These scenarios are just a small view of several application scenarios. The CRC consists of twelve projects, each with a different focus on providing information by resource-contrained data analysis. The specific fields of research need to cover many parts of the typical data mining process, investigating and enhancing algorithms under resource constraints. Research topics and areas of expertise include:
Data Mining algorithms: Extracting information from pure data has a long history in computer science. This research center concentrates on both sides of the spectrum: distributed data, available only through resource constrained devices, and very high amounts of data. These constraints demand the development of new algorithms and implementations, achieving high accuracy comparable to solutions for smaller problem domains. Depending on the type of problem, trade-offs between overall accuracy and resource consumption need to be included. Stream mining and distributed calculations split the tasks into smaller, easier to handle chunks of data.
Feature selection and creation: In cases where the number of available features is large compared to the number of available examples, an efficient selection of existing features or creation of new/aggregated features is of major importance. Research leads to new algorithms handling this process to improve accuracy and reduce complexity.
Dedicated hardware optimization: The research center's goals for handling large amounts of data in parallel with reduced energy consumption can be targeted with optimizations through dedicated hardware. Two specific fields are General Purpose Computation on Graphics Processing Units (GPGPU) and Field Programmable Gate Arrays (FPGA).
GPGPU: Using the graphics hardware can speed up data analysis through massive parallelization of sub tasks. While the GPU in some cases needs more peek energy compared to tasks running on standard CPUs, the overall consumption for completing the calculation is lower due to the shorter amount of time needed.
FPGA: Similar to GPUs, FPGAs may greatly speed up analysis time by a high level of parallelism. Implementations of data analysis algorithms concentrating on the task at hand in complement to general purpose algorithms deliver faster result generation. Development specialized for FPGAs enables preprocessing and filtering on-site near to sensors and embedded devices. This leads to an efficient reduction of data before it needs to be centralized and stored. The final step transfers the implementation to Application Specific Integrated Circuits (ASICs) for smaller footprints and higher clock rates.
Communication efficiency: The more the data is distributed, the harder it is to gain an holistic view about it or derive global knowledge. Intelligent decisions about what to distribute when is a major optimization task. Data analysis algorithms need to incorporate the costs associated with transmitting data to decide about the pieces of information to be sent between network nodes.

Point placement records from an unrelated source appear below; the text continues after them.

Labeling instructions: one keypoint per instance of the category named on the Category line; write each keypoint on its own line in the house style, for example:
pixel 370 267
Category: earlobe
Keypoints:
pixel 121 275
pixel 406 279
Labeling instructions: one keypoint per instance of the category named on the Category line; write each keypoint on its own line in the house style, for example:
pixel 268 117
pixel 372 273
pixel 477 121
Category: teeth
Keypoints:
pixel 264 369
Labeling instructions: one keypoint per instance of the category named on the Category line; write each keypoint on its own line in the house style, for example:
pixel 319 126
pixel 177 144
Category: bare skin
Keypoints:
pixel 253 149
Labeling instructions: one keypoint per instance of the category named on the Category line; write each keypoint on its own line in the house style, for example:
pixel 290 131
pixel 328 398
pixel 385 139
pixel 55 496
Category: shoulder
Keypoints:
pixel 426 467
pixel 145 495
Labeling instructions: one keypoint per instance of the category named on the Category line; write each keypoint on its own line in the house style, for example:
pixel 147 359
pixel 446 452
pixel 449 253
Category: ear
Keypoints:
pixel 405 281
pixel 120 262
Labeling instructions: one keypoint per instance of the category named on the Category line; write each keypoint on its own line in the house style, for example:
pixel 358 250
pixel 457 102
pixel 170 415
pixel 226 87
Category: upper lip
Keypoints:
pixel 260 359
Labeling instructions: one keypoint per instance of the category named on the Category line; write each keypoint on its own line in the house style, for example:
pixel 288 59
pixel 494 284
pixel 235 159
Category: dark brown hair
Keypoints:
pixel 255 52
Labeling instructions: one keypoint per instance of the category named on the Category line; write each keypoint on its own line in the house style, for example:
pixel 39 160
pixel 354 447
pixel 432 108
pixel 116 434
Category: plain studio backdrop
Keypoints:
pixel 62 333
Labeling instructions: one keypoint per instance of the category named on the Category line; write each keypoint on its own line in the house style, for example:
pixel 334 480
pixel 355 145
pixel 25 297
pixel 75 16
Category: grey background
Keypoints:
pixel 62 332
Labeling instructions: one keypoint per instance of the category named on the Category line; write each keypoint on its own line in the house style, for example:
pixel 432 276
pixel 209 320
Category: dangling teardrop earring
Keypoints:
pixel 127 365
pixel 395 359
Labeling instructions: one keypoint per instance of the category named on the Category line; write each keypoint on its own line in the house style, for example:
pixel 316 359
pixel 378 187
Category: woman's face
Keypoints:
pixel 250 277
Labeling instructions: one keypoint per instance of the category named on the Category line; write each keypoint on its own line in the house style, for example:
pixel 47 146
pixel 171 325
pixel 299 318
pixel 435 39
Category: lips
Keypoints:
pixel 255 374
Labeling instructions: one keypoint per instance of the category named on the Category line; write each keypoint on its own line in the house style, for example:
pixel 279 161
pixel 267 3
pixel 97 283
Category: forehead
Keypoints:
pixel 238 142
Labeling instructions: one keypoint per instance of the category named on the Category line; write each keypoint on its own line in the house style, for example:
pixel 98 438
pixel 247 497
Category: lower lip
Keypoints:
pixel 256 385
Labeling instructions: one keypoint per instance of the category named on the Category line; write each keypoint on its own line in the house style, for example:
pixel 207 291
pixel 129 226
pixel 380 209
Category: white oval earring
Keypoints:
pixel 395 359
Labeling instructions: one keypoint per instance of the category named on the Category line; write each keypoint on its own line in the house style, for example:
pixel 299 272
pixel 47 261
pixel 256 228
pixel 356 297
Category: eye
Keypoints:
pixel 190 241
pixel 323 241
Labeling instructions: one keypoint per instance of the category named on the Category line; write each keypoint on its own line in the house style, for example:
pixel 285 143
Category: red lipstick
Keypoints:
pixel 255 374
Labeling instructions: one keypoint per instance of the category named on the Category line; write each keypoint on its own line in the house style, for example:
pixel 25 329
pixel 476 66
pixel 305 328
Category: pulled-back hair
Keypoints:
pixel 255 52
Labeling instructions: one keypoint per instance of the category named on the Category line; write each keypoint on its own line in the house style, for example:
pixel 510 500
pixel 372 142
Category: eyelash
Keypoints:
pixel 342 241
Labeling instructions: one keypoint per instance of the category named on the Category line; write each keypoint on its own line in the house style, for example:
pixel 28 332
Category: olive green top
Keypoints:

Energy consumption reduction: Energy is an important topic, especially for distributed systems where the amount of available energy is severely limited. Mobile phones, embedded systems or sensors at remote locations typically should run for as long as possible without recharging. Research about the consumption of each part of the system and the demands generated by the analysis algorithms lead to the definition of energy models. The derived models are used for a-priori evaluations about the efficiency of the scheduled analysis executions. Of course, the energy models impact communication behavior as well as consumption of CPUs or GPUs. Finally, energy-aware algorithms are expected to improve consumptions as well for large scale calculations, e.g. in server farms and clusters, as for embedded systems, conserving large amounts of valuable energy.